Imbas Tutupnya Matahari Tanjungpinang, Rudy Chua Kawatir Hypermart dan Bioskop XXI Menyusul

PROKEPRI.COM, TANJUNGPINANG – Legislator Provinsi Kepri, Rudy Chua bersama Dinas Perindustrian dan Perdagangan (Disperindag) menemui managemen Matahari Departemen Store terkait penutupan operasional permanen di Mall Tanjungpinang City Center (TCC), Minggu (20/4/2025).
“Pertemuan dihadiri managemen Matahari bapak Susendra selaku manager operasional dan Manajemen Mall TCC bu Amanda terkait rencana penutupan Matahari Departemen Store Tanjungpinang,”kata Rudy kepada prokepri, Minggu (20/4/2025) malam.
Hasil pertemuan, Rudy menerangkan, bahwa Matahari akan menutup operasional secara permanen pada 1 Mei 2025, dikarenakan murni persoalan bisnis.
“Omset mereka (Matahari,red) dibawah target juga sepi, karena masyarakat lebih memilih belanja ke Matahari Batam, ketimbang di Tanjungpinang,”ungkapnya.
Sejogyanya, sambung Rudy, pemerintah daerah tidak bisa ikut campur terkait mundurnya Matahari dari Mall Tanjungpinang. Namun, hal ini, kata dia, mestinya dapat dipertimbangkan.
“Kalau Matahari mundur, Hypermart juga mundur dan Bioskop TCC XXI juga mundur nantinya. Tak mungkin hanya penyewaaan Hypermart dan XXI pendapatan sewa Mall TCC. Kalau sampai Mall ini tutup, ini satu-satunya Mall yang representatif di Tanjungpinang, kita kawatirkan Ibu Kota Provinsi Kepri Kayak mana nanti,”tuturnya.
Rudy mengatakan, untuk itulah, ia mengajak Kadisperindag mewakili Pemerintah Provinsi Kepri menemui managemen Matahari plus managemen Mall TCC untuk meminta Matahari mempertimbangkan keputusannya.

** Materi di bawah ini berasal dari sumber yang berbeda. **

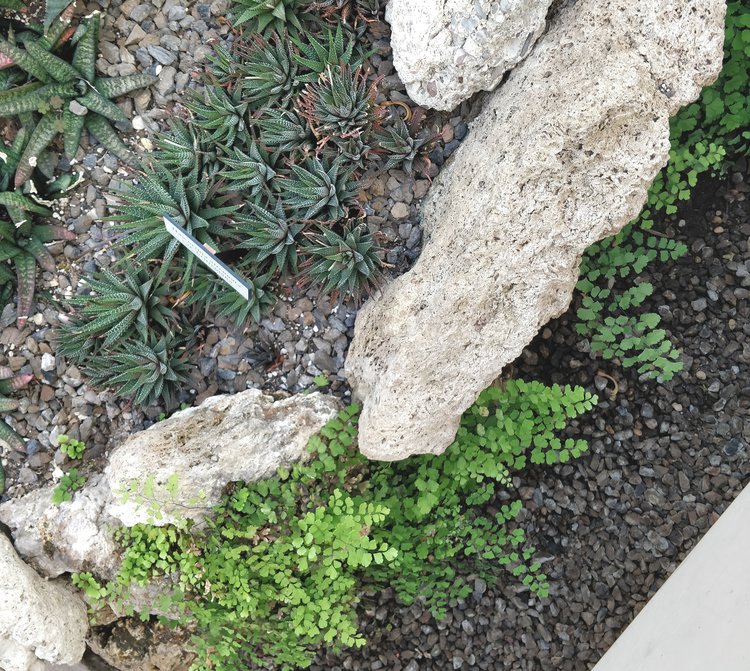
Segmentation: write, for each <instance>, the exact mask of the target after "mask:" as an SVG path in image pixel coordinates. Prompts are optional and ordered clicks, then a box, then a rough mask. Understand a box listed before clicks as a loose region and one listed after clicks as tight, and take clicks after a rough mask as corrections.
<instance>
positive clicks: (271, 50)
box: [239, 35, 302, 110]
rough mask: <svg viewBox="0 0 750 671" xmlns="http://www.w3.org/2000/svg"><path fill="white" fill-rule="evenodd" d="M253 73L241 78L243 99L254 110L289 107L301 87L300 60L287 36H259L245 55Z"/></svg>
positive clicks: (247, 64) (247, 61)
mask: <svg viewBox="0 0 750 671" xmlns="http://www.w3.org/2000/svg"><path fill="white" fill-rule="evenodd" d="M244 68H245V69H246V70H247V71H248V72H249V73H250V74H248V75H246V76H244V77H243V78H242V79H241V80H240V81H239V88H240V89H241V91H242V96H243V99H245V100H247V102H248V103H249V104H250V106H251V108H252V109H254V110H262V109H266V108H268V107H277V108H288V107H289V106H290V105H291V104H292V101H293V99H294V97H295V96H296V94H297V93H298V91H299V90H300V88H301V86H302V82H300V81H299V79H298V76H297V71H298V68H297V63H296V61H295V60H294V59H293V58H292V51H291V48H290V45H289V42H288V40H287V39H286V38H282V37H279V36H276V35H274V36H273V37H271V38H270V39H269V40H264V39H262V38H257V39H256V40H255V41H254V44H253V46H252V48H251V49H250V50H249V53H248V54H247V56H246V58H245V63H244Z"/></svg>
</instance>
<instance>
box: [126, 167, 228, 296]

“Kira-kira ada solusi gak, apa karena sewa atau yang lain. Apa masih bisa (bertahan). Namun, kita ga mungkin intervensi mereka, akan tetapi kita memberikan perhatian dan meminta pertimbangan mereka,”tegasnya.
Pemerintah Daerah (Pemda), masih Rudy, akan memberikan bantuan dari segi regulasi dan siap melakukan pertemuan dengan pihak manajemen Matahari pusat untuk menfasilitasi permasalahan Matahari Tanjungpinang.
“Juga beberapa permasalahan yang selama ini berkembang di masyarakat, terkait pengelolaan TCC kepada manajemen TCC, seperti tarif parkir, tarif sewa yang dianggap mahal, dan lain-lain,”
Jika pun terjadi alias tutup, Rudy menambahkan, Matahari akan memenuhi kewajiban mereka untuk membayar pesangon kepada 70 lebih karyawannya.
“30 pegawai Matahari dan 40 lebih pegawai brand. Total 70 lebih. Komitmen mereka, akan memenuhi pesangon, kalau ini tutup,”tutup Rudy.